Nevertheless, it sells quite a few things. As its website notes, Costco sells groceries, candy, appliances, television and video equipment, automotive supplies, tires, toys, hardware, sporting goods, jewelry, watches, cameras, books, housewares, apparel, health and beauty aids, tobacco, furniture, office supplies, and office equipment. Many Costco stores also provide a variety of what it calls "ancillary" services, which include pharmacies, optical centers, one-hour photo development, hearing aid centers, and gas stations. These are frequently higher-profit businesses, which helps offset the razor-thin margins the company maintains on its "core" businesses.

Yet, despite the wide range of goods, what's interesting about Costco is they actually stock fewer individual products in their cavernous warehouses than you would think. As Forbes points out, Costco has mastered the art of a buyer's club, which is to do much of the comparison shopping on behalf of the customer, and then stock the one or two brands that provide the best value. As a result, Costco stocks maybe 4,000 different products, while a Wal-Mart Supercenter or Target may have up to 100,000 different items. This ensures that the company stocks products that sell and enables Costco to manage inventory efficiently.

The company's low prices result in low profit margins, but this is part of Costco's success, rather than a handicap (though the company works to increase margins, slowly, over time). While higher margins are great for software companies or high value-added manufacturers such as Intel, a retailer that can maintain low prices will attract and keep more customers than its competitors, especially when it is also selling quality products. Costco maintains lower margins than practically anyone in the retail business.

So how does the company make money? By turning its inventories at high speed, Costco sells enough product to make plenty of profit. As Rob Landley wrote in the Rule Maker portfolio when discussing what the portfolio calls Merchant Kings: "A distributor with faster inventory turnover can thrive with a lower profit margin because they make their profit more often and compound their earnings much more rapidly. Simple math says that a 30% profit compounded four times gives 2.86 times the original amount [1.3 x 1.3 x 1.3 x 1.3 = 2.86]. A 15% profit compounded eight times is 3.06 times as much.

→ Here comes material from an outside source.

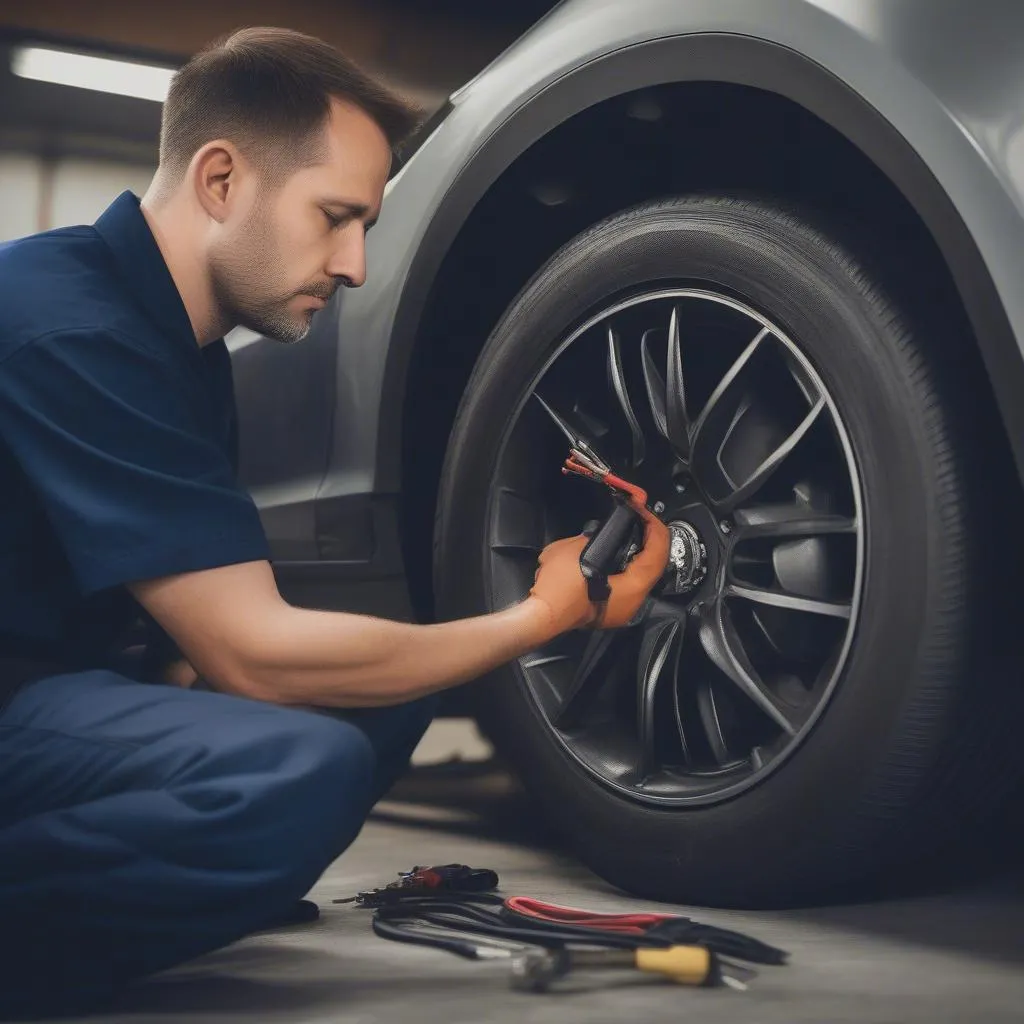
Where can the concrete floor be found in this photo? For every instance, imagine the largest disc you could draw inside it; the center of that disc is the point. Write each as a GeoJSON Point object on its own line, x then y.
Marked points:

Strange as it seems, a company that makes half the profit twice as often comes out ahead in terms of sheer cash."

In essence, this is what Costco does, and it's among the best in the business at it. We can see how well Costco does by comparing its efficient asset and inventory management to the king of retailers, Wal-Mart.

                           Costco     Wal-Mart
Gross Margin                 10.3%     21.82%
Net Margin                   1.86%      3.21%
Days In Inventory            39.8      63.71
Days Sales Outstanding     2.33       3.58
Days Payables Outstanding   35.06       40.1
Cash Conversion Cycle        7.07      27.19
SG&A as % of Sales           8.59%     16.89%
Asset Turns*                3.989       2.64
Feb Comp Sales               13.0%       6.1%
(Figures for calendar Q3 1999; * asset turnover for trailing 12 months as of calendar Q2 1999. Data from SEC filings and Motley Fool data. SG&A = sales, general and administrative.)

Costco's ability to turn inventory and assets rapidly, especially compared to Wal-Mart's, is clear and impressive. Certainly, Wal-Mart's Sam's Clubs are Costco's closest competitors, but Wal-Mart doesn't provide much data for that division. Costco's other warehouse competitor, BJ's Wholesale Clubs, is much smaller (less than $4 billion in sales in the last 12 months) and, like Sam's and Wal-Mart as a whole, has slower sales growth than Costco. While its margins and expenses are comparable to Costco's, its inventory management is not as impressive.

Costco is at the top of its form, and that is somewhat reflected in its stock, which has done well in recent years. Rick presumably will have to argue that the stock's price is too high.

Suffice it to say, you pay a high price for a great company, but there is still plenty of room for Costco to grow. I'll get more into that in my rebuttal.